I risultati sono stati raccolti e analizzati mediante il software ChromQuest.

Le concentrazioni dei carotenoidi sono state calcolate confrontando i tempi di ritenzione e le aree delle rispettive curve con quelle di autentici standard di carotenoidi. Infine, grazie all’utilizzo di β-apo-8’-carotenale come standard interno si potrà correggere il valore ottenuto dal precedente calcolo così da tener conto dell’efficienza della metodica estrattiva.

7.1.5 Analisi statistica

Col termine bioaccessibilità s’intende la frazione di un nutriente disponibile per l'assorbimento da parte della mucosa dell'intestino durante la digestione umana.

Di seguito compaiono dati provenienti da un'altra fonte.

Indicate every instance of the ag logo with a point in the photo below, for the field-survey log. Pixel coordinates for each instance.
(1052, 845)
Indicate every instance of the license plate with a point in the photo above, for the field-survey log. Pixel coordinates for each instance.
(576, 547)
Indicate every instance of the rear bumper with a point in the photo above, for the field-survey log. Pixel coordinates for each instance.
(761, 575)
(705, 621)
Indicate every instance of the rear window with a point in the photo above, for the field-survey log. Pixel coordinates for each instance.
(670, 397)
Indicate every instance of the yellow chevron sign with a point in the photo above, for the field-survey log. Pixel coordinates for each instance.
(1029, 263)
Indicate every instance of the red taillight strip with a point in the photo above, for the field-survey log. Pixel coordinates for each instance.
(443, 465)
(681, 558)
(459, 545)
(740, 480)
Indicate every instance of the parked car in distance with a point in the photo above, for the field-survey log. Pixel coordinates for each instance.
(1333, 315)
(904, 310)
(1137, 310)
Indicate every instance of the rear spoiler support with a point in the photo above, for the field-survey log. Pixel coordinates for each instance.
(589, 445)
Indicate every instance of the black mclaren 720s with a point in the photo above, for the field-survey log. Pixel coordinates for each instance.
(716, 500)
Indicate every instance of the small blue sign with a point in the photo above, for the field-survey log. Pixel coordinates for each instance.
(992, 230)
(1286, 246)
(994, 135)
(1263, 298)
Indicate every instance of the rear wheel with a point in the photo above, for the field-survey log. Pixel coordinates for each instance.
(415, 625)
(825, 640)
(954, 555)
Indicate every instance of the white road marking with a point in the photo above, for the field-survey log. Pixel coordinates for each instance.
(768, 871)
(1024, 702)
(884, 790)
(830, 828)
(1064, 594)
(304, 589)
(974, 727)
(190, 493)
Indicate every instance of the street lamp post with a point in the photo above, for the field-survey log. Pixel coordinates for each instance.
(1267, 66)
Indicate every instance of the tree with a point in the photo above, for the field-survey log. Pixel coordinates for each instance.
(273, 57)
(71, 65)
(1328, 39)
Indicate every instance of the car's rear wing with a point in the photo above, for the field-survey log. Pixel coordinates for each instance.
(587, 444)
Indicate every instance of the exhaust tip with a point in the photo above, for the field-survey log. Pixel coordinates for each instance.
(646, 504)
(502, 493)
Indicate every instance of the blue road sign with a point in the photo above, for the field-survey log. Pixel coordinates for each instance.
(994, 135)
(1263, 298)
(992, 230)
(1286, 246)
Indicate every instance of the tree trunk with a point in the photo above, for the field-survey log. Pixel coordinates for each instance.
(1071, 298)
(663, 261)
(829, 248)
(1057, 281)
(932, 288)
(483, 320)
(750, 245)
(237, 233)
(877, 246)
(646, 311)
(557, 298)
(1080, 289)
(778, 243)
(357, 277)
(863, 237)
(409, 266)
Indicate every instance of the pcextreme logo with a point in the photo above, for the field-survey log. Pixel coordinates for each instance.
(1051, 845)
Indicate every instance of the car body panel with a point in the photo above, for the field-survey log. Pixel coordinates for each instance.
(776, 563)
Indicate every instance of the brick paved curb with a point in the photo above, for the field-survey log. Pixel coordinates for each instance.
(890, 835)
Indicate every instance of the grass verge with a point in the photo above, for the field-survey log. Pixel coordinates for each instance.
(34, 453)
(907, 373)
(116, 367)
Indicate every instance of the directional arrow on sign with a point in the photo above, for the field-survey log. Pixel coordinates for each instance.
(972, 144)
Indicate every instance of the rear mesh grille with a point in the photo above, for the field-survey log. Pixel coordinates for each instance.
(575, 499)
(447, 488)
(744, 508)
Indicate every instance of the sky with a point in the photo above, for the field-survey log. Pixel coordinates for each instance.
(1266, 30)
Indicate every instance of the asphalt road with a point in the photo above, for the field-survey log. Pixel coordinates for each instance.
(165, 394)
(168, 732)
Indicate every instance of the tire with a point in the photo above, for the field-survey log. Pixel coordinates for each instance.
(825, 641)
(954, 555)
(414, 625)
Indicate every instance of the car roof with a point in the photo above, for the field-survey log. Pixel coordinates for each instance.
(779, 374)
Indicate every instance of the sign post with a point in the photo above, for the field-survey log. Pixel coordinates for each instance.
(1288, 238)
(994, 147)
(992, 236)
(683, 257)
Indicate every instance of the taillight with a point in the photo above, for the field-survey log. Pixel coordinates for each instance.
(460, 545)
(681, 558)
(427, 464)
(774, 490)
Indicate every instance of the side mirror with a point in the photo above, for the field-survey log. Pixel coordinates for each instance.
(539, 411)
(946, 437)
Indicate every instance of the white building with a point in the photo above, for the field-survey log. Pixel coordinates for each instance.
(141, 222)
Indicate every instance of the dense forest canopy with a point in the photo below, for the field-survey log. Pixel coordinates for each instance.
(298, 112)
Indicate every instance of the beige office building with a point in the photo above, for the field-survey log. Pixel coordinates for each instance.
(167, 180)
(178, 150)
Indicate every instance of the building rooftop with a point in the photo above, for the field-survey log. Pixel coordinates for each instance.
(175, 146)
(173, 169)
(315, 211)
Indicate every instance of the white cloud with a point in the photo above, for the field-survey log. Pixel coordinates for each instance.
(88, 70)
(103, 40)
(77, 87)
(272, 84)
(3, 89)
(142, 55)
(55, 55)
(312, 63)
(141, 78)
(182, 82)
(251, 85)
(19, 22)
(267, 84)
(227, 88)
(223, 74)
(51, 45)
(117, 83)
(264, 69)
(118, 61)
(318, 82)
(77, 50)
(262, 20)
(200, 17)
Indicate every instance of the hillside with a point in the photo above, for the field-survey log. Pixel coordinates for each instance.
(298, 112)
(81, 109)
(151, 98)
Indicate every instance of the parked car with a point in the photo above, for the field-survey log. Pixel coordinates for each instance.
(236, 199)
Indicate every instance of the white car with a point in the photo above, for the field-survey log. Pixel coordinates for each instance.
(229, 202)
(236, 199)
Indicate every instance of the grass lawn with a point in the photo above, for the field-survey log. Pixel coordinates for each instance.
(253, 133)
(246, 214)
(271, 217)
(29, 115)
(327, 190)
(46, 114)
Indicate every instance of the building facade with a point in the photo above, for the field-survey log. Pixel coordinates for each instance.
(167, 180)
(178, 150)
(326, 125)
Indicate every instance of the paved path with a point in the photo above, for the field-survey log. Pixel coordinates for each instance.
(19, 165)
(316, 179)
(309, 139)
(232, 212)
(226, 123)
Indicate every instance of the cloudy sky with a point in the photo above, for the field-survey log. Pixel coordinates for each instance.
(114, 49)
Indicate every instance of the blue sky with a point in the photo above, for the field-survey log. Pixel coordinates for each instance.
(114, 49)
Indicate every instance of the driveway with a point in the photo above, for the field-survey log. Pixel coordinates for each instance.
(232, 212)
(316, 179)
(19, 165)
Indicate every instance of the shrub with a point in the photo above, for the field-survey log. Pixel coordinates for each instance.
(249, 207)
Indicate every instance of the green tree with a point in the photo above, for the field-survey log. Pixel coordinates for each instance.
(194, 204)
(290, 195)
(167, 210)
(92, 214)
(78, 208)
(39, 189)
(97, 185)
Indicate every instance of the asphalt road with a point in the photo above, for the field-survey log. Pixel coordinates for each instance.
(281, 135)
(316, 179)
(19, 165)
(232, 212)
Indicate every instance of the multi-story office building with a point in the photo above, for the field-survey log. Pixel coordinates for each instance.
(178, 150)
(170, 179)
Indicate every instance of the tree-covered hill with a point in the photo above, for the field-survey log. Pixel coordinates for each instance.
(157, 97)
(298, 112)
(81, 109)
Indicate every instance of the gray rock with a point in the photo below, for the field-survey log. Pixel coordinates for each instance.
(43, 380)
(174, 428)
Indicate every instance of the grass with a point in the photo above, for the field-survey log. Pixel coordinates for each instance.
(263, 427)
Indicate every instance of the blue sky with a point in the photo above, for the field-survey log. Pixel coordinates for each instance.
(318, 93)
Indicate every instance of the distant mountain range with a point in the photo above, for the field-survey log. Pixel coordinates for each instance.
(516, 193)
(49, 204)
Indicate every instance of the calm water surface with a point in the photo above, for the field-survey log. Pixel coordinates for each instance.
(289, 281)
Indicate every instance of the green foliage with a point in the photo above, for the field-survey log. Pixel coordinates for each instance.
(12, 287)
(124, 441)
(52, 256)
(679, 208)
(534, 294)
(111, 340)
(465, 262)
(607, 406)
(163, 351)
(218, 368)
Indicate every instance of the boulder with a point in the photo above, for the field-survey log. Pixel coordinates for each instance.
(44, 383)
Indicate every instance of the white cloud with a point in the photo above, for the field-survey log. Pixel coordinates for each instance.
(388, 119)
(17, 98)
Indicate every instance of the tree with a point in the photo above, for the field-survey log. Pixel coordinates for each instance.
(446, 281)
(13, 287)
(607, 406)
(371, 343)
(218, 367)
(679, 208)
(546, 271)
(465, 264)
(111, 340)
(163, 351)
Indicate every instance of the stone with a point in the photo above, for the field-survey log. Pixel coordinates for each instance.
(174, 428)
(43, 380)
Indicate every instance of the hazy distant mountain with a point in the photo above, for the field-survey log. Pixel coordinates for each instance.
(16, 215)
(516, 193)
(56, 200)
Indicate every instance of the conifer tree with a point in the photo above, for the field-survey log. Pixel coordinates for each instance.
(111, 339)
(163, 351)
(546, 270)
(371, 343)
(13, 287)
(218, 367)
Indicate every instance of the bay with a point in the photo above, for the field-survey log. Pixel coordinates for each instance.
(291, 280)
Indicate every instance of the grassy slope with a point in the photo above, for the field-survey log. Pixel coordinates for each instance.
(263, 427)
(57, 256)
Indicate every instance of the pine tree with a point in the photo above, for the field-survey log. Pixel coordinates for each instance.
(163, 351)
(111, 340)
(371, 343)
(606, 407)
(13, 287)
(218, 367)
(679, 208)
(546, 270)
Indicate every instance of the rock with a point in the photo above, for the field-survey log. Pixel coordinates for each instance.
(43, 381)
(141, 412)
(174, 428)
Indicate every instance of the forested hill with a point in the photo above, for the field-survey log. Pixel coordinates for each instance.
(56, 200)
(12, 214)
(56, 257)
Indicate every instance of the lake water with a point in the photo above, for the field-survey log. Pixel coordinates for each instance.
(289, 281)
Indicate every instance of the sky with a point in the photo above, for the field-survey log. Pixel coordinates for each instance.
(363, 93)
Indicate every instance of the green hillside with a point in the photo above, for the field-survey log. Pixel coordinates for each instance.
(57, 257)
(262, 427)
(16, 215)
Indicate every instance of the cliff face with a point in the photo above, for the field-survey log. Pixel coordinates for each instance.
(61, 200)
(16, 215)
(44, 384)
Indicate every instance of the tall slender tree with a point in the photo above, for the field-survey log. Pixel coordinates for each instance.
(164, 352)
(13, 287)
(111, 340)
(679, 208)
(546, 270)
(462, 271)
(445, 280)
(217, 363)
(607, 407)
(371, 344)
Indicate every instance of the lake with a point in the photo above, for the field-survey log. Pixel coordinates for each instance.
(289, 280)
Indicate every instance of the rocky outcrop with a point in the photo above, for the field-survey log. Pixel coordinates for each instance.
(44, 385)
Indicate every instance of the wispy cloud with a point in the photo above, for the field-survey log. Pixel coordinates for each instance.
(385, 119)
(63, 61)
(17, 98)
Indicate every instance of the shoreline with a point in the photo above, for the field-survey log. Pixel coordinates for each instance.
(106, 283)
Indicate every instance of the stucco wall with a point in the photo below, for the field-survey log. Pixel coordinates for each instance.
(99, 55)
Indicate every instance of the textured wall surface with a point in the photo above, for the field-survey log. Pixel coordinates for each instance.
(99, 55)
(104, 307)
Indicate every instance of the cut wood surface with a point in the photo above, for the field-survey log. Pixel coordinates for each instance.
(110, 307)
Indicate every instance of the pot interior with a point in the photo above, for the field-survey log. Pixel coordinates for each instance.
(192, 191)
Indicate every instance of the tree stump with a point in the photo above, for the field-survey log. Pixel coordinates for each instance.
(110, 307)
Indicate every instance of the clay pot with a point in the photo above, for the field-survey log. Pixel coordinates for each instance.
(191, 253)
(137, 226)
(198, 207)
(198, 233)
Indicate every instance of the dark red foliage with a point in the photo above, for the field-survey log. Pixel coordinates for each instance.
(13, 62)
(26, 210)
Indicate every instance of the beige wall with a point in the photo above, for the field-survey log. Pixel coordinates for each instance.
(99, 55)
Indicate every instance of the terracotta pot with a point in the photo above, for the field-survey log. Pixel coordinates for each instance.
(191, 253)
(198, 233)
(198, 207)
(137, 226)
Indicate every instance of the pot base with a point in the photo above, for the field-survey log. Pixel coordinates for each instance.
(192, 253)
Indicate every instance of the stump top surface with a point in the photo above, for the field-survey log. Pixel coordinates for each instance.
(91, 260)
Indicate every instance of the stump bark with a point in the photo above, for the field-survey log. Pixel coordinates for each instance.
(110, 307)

Essa viene quantificata calcolando la quantità di carotenoide presente nelle micelle rispetto alla quantità di carotenoide presente nel cibo crudo non digerito. Tutti gli esperimenti sono stati eseguiti in triplicato. I dati sono stati espressi come media ± SEM. I risultati tra le diverse cultivar di peperoncino e tra i diversi metodi di processazione sono stati analizzati mediante il test della varianza ANOVA a due vie seguito dal test di Bonferroni come post hoc test. Queste statistiche sono state eseguite col programma Prism GraphPad versione 5.0 per Windows (GraphPad Software, San Diego, CA, Stati Uniti d'America).